I laughed. “Novelists are just like trapeze artists—they’re performers. But don’t forget: All performers need spectators. I’m a spectator.”
“A mere spectator? That’s far too passive for someone like you.”
“Oh, but there’s nothing passive about it. At least not if you put your heart into it. I’m a fan of movies and baseball and novels. I certainly can’t write like Jane Austen or play shortstop like Ozzie Smith, but I can sure enjoy watching them in action. I can read Pride and Prejudice the way you can ride a rollercoaster, the way you can eat a bucket of steamed clams, with the juice on your chin and the melted butter on your fingers.”
I paused as Charlie delivered our espresso.

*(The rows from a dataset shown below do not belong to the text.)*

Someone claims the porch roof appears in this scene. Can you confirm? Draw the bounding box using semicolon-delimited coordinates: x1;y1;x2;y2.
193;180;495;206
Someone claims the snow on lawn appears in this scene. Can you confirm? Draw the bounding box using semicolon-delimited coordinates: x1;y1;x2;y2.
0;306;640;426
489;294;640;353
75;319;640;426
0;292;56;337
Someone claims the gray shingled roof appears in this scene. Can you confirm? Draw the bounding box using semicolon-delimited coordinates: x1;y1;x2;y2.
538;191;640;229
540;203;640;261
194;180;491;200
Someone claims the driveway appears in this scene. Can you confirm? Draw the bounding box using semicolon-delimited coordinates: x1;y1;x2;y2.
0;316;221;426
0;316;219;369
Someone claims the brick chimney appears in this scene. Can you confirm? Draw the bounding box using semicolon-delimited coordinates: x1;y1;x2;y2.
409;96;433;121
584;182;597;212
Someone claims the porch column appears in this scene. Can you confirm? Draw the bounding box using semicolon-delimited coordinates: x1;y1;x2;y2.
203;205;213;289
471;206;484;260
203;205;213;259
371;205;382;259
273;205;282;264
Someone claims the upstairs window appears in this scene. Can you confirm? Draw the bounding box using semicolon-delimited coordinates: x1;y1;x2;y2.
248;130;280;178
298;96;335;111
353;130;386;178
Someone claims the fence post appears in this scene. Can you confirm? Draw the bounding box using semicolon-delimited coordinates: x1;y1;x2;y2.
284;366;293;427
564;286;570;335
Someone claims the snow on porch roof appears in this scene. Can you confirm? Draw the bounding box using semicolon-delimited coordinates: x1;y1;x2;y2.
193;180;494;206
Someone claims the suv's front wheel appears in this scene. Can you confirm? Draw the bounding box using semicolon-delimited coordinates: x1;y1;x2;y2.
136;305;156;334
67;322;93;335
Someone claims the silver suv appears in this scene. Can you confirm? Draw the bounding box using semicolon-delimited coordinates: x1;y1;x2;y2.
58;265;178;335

“You make reading sound like making love,” Rafe said, his dark eyes twinkling.
Blushing, I took a sip of coffee. “I get carried away.”
“I understand what you’re saying.” He paused. “We animate what we see, we see only what we animate.”
I looked up in wonder. “Yes. That’s—that’s exactly what I mean.”
“Ralph Waldo Emerson,” he said.
And he quotes Emerson, I marveled.
“Tell me about movies,” he said.
“Moments, mostly. I collect scenes.”
“Tell me one.”
I leaned back in the booth with a smile. “Katharine Hepburn, in The African Queen.”
“Which scene?”
“Near the end, when she and Charlie Allnut are prisoners on that German ship, with that fat German admiral interrogating them.”
“Oh, yes.”
“Her hair’s mussed, her dress is torn, and—oh—she’s so beautiful in that scene, Rafe. So beautiful. That horrible German asks how she and Charlie got there and she tells him, ‘We came down the Yulanga River.’ ‘That’s impossible,’ he sputters. She pauses one beat, gives him her proud look, and says, ‘Nevah…theless.’ Oh, it’s so perfect.”